A data-base dos trabalhadores de serviços de saúde é junho

Nova assembleia foi realizada ontem no pátio do Hospital das Clínicas.

 

A autarquia HC/Famema (complexo de saúde da instituição) pediu prazo de uma semana para tentar uma negociação antes que os trabalhadores entrem em greve.

 

Porém, a categoria manteve a decisão de parar a partir de segunda-feira (dia 30).

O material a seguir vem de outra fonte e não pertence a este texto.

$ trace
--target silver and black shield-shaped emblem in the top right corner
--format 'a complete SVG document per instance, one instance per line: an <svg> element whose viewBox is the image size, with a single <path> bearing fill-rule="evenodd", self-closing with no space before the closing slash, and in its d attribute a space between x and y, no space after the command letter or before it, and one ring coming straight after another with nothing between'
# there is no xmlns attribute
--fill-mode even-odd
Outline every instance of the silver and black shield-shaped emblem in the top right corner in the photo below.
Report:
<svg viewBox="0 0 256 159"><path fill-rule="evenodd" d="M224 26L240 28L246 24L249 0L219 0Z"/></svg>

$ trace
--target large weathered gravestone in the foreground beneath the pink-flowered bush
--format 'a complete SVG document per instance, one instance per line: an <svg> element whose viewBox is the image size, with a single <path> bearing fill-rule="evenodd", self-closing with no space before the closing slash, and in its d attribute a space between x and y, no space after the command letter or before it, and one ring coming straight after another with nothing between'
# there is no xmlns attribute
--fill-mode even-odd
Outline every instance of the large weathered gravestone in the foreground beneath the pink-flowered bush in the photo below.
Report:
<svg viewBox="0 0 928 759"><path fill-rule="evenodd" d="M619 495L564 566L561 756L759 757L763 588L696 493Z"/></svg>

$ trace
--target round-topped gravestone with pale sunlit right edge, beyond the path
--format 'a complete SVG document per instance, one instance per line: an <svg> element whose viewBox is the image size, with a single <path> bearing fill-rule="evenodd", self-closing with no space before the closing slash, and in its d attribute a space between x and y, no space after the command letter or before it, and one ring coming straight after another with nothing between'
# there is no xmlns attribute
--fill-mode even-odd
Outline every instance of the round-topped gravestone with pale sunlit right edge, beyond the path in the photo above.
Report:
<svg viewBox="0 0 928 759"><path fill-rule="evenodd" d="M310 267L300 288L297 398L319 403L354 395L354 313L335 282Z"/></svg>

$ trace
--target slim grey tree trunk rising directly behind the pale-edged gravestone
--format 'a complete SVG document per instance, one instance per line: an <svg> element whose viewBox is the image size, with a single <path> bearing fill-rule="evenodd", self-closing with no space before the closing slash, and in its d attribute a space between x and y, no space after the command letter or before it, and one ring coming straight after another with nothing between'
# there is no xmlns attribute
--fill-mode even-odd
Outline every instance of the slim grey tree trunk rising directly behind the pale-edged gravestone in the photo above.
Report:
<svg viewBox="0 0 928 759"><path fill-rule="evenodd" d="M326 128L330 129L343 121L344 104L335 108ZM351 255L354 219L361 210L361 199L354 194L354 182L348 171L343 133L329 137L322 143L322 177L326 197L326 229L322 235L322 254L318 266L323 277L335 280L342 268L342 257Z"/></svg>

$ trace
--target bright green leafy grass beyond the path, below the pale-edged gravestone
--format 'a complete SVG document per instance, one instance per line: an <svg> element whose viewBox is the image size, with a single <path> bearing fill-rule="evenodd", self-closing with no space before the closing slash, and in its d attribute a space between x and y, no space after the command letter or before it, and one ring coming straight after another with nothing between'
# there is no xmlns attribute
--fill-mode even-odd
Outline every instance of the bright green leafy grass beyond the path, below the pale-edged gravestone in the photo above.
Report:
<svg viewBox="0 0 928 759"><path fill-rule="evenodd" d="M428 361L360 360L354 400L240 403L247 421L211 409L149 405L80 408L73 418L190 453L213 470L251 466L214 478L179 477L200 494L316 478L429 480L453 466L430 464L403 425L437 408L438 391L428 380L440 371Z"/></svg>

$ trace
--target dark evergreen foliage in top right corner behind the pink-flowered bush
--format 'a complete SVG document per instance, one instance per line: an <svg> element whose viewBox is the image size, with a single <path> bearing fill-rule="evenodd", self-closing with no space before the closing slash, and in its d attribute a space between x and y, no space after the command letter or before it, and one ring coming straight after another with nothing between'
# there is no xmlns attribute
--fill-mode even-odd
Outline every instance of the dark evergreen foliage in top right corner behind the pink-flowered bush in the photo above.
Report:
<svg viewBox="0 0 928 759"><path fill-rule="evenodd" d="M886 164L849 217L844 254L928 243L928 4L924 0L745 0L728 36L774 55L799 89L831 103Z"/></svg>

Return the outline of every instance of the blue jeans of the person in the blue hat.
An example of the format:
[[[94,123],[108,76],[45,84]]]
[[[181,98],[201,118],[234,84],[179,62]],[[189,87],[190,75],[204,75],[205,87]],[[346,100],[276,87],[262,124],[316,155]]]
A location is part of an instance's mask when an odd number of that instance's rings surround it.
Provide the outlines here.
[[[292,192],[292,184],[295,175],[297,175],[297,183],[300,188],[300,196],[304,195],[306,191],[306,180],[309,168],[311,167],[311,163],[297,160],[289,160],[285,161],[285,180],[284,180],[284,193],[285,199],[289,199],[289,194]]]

A data-base dos trabalhadores de serviços de saúde é junho, mas, desde então, não houve nenhuma contraproposta por parte do HC.

 

Todos os demais estabelecimentos de Marília e região fecharam seus acordos trabalhistas, menos a Faculdade de Medicina de Saúde.

 

Apesar de pública, a instituição tem contratações diferenciadas que não se encaixam na legislação do servidor estadual.

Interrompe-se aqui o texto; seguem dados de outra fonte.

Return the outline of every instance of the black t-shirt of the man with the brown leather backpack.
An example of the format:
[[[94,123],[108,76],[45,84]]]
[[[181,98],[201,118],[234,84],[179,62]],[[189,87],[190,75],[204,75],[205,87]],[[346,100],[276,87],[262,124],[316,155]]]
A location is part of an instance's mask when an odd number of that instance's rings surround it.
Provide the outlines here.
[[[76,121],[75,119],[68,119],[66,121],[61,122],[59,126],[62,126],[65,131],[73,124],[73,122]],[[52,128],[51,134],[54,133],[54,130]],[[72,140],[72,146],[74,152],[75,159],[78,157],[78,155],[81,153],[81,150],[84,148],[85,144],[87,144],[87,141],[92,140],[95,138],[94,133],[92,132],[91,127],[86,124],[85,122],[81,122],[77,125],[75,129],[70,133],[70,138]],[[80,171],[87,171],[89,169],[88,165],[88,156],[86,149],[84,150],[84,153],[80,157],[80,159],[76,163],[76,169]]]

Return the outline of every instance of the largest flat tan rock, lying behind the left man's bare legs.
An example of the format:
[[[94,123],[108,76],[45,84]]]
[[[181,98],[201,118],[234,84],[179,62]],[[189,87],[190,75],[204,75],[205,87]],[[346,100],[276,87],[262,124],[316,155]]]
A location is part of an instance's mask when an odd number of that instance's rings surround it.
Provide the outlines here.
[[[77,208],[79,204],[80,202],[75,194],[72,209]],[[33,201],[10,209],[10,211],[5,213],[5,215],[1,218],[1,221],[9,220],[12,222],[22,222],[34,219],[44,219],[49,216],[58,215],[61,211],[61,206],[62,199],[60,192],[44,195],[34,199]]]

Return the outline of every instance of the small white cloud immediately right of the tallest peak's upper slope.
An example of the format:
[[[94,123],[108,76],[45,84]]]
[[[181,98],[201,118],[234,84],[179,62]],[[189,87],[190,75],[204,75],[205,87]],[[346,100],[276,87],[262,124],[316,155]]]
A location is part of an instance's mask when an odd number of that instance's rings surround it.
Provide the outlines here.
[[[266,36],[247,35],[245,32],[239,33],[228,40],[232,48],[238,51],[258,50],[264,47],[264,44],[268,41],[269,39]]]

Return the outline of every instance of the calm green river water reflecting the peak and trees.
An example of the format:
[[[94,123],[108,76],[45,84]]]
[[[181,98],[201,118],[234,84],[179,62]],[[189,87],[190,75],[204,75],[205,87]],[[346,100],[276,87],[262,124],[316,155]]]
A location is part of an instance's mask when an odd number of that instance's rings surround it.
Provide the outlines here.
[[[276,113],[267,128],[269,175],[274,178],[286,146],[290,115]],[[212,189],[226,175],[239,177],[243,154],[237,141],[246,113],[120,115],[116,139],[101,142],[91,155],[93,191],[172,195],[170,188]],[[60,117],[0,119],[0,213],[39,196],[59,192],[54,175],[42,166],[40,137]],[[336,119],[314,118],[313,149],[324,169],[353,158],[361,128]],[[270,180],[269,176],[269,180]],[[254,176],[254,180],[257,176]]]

Sem negociação, os trabalhadores de Saúde da autarquia HC/Famema votaram a greve no último dia 12 de setembro para começar a paralisação no dia 30.

 

Mesmo assim, até o momento não houve proposta de reajuste.

 

Na última sexta-feira (20), a superintendência do HC solicitou uma extensão de prazo de uma semana.

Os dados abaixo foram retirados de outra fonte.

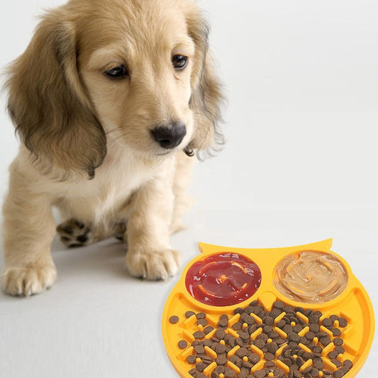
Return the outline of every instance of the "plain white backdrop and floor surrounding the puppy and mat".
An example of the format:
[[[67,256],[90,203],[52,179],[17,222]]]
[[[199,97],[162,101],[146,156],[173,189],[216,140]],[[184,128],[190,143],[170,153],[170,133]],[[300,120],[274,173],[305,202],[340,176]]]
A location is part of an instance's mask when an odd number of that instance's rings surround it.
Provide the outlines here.
[[[104,0],[105,1],[105,0]],[[0,67],[26,48],[53,0],[4,1]],[[196,242],[265,248],[334,238],[378,306],[378,2],[202,0],[225,84],[228,143],[196,167],[196,205],[172,238],[186,264]],[[0,194],[16,155],[0,111]],[[55,286],[40,296],[0,294],[0,376],[162,377],[160,316],[179,277],[139,282],[106,240],[52,245]],[[2,266],[0,258],[0,267]],[[184,265],[183,265],[184,266]],[[377,377],[375,342],[359,378]]]

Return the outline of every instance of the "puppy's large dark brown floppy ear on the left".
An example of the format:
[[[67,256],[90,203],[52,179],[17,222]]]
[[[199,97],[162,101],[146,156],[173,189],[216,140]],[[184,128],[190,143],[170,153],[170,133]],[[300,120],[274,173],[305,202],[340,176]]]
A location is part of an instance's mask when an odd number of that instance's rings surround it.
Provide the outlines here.
[[[60,179],[94,169],[106,155],[106,135],[79,77],[77,37],[52,11],[26,51],[9,67],[8,109],[26,148],[44,173]]]

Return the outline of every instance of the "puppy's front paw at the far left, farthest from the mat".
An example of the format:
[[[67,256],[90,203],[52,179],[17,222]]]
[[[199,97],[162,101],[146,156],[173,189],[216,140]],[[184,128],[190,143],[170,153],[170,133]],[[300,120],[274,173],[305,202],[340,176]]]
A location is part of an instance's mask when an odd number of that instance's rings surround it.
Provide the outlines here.
[[[30,296],[52,287],[56,277],[54,265],[9,267],[1,274],[1,289],[6,294]]]

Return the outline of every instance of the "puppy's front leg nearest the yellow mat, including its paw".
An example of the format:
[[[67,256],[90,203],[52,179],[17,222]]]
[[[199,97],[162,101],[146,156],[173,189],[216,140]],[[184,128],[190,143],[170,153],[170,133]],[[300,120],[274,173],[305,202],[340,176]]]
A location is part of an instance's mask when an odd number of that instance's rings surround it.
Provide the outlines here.
[[[179,268],[179,253],[169,243],[174,195],[172,177],[158,177],[135,195],[128,219],[126,265],[130,274],[167,279]]]

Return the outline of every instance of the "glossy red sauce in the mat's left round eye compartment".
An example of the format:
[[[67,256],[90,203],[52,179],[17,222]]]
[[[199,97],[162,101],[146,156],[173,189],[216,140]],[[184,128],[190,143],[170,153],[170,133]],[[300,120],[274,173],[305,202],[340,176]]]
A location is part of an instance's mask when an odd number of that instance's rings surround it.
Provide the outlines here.
[[[243,255],[223,252],[197,261],[189,268],[185,284],[197,301],[210,306],[231,306],[255,294],[261,272]]]

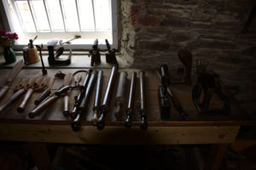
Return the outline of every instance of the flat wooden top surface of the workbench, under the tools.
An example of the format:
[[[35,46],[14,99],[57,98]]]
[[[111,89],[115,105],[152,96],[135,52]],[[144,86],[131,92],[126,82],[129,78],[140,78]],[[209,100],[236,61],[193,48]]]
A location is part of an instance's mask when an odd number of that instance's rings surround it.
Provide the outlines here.
[[[48,74],[44,77],[51,77],[52,79],[55,77],[55,73],[57,71],[61,71],[63,73],[78,71],[79,69],[48,69]],[[88,70],[88,69],[84,69]],[[111,69],[102,69],[103,70],[103,85],[102,85],[102,95],[101,98],[103,99],[105,90],[107,88],[108,77],[110,74]],[[4,81],[9,74],[10,69],[1,69],[0,71],[0,78],[1,82],[0,85],[3,85]],[[137,71],[137,75],[139,70],[131,70],[131,69],[119,69],[120,71],[127,71],[128,73],[128,82],[126,83],[126,93],[125,98],[126,101],[128,100],[129,89],[130,89],[130,80],[131,80],[131,72]],[[83,75],[83,79],[85,74]],[[9,92],[5,97],[1,100],[0,104],[3,104],[10,95],[13,94],[13,89],[17,82],[19,82],[20,78],[32,78],[32,77],[43,77],[41,69],[22,69],[18,77],[16,77],[15,81],[12,83]],[[118,75],[119,77],[119,75]],[[81,82],[83,82],[82,80]],[[125,126],[125,111],[123,117],[120,120],[116,120],[115,116],[113,116],[113,111],[115,111],[114,107],[114,100],[116,94],[116,87],[118,83],[118,78],[115,81],[115,90],[112,95],[112,102],[110,111],[108,112],[108,116],[106,117],[106,125],[114,125],[114,126]],[[52,91],[59,88],[63,83],[62,79],[55,79],[55,82],[51,88]],[[73,83],[73,82],[72,82]],[[138,87],[139,79],[137,76],[137,94],[136,94],[136,101],[138,101],[139,97],[139,87]],[[195,105],[192,101],[192,93],[191,90],[193,86],[188,86],[186,84],[178,84],[172,85],[171,88],[173,92],[177,95],[177,98],[183,105],[183,110],[186,111],[189,115],[189,122],[184,122],[179,116],[178,112],[176,111],[175,107],[172,105],[171,111],[171,119],[170,120],[161,120],[160,119],[160,110],[159,110],[159,103],[158,103],[158,85],[160,83],[159,78],[155,74],[155,71],[145,71],[145,88],[146,88],[146,106],[147,106],[147,115],[148,115],[148,126],[208,126],[208,125],[241,125],[247,124],[248,118],[246,112],[241,108],[241,106],[236,102],[236,99],[231,97],[231,114],[230,116],[202,116],[196,111]],[[96,88],[96,85],[95,85]],[[94,89],[95,92],[95,89]],[[82,122],[83,125],[91,125],[91,117],[92,117],[92,106],[94,101],[95,93],[90,95],[90,102],[87,108],[86,113],[84,114],[84,121]],[[69,110],[72,111],[74,105],[74,96],[79,94],[79,90],[70,90],[67,93],[70,97],[70,105]],[[34,108],[33,102],[35,99],[38,98],[40,93],[32,94],[32,98],[29,99],[29,102],[26,106],[26,110],[23,113],[18,113],[16,108],[20,105],[21,97],[15,104],[9,106],[6,111],[3,111],[0,114],[0,122],[25,122],[25,123],[35,123],[35,124],[70,124],[71,119],[70,117],[65,117],[62,115],[63,111],[63,98],[58,98],[55,103],[49,106],[48,109],[40,113],[39,116],[34,118],[28,117],[28,112],[32,111]],[[125,106],[127,102],[125,102]],[[214,104],[213,104],[214,105]],[[218,105],[218,104],[216,104]],[[133,117],[133,126],[138,126],[140,123],[140,114],[138,108],[135,110],[135,115]]]

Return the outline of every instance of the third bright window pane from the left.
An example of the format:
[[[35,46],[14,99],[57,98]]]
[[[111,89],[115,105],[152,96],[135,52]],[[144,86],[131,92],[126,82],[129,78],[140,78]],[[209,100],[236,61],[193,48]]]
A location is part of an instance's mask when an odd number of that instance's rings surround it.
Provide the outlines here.
[[[65,31],[61,14],[60,1],[48,0],[45,1],[45,3],[49,11],[49,21],[52,31]]]

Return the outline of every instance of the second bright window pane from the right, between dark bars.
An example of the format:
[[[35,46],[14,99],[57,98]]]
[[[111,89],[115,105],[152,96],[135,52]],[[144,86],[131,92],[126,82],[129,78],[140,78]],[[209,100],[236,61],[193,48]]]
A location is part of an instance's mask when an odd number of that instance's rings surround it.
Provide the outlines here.
[[[82,31],[94,31],[94,20],[91,0],[79,0],[79,18]]]

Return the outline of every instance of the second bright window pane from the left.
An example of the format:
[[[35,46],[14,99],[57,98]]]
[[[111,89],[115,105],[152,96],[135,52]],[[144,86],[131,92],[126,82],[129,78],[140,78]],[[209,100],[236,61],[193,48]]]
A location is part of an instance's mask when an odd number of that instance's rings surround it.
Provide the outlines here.
[[[31,1],[31,6],[38,25],[38,31],[50,31],[48,18],[44,8],[44,2],[42,0]]]

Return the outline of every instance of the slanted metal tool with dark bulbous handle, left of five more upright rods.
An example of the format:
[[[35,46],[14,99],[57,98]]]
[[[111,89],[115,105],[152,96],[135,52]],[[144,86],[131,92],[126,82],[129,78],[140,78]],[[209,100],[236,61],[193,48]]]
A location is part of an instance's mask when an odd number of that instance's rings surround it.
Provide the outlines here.
[[[84,112],[87,109],[88,101],[90,99],[90,94],[91,94],[95,80],[96,80],[96,71],[93,71],[90,75],[90,80],[85,89],[84,97],[81,100],[81,103],[79,105],[78,114],[75,116],[75,118],[73,119],[72,124],[71,124],[71,127],[72,127],[73,131],[75,131],[75,132],[79,131],[79,129],[81,128],[81,121],[84,117]]]

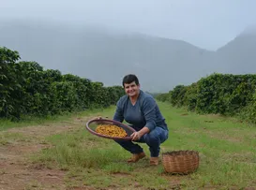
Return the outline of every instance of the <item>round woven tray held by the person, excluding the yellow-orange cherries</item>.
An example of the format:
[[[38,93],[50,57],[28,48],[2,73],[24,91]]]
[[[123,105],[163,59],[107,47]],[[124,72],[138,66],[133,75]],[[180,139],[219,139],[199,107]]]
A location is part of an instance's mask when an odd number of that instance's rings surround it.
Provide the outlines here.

O pedido foi apresentado em assembleia ontem pelo Sinsaúde (sindicato da categoria) e pela Associação de Funcionários, mas foi rejeitado pela maioria.

 

A decisão de greve a partir de segunda-feira está mantida, respeitando as urgências e emergências, além do mínimo de 30% do quadro de funcionários ativo.


Durante o estado de greve, o Sinsaúde divulgou uma carta aberta para esclarecer a população sobre as motivações da decisão de parar dos trabalhadores do HC/Famema.

 

“Os empregadores não fizeram nenhuma proposta de recomposição salarial para o período de junho de 2018 a maio de 2019.

 

O mesmo ocorreu nos períodos de 2011/2012, 2014/2015, 2015/2016, 2016/2017, o que traduz grande perda no poder aquisitivo das famílias que dependem desses salários”, informou o sindicato no documento.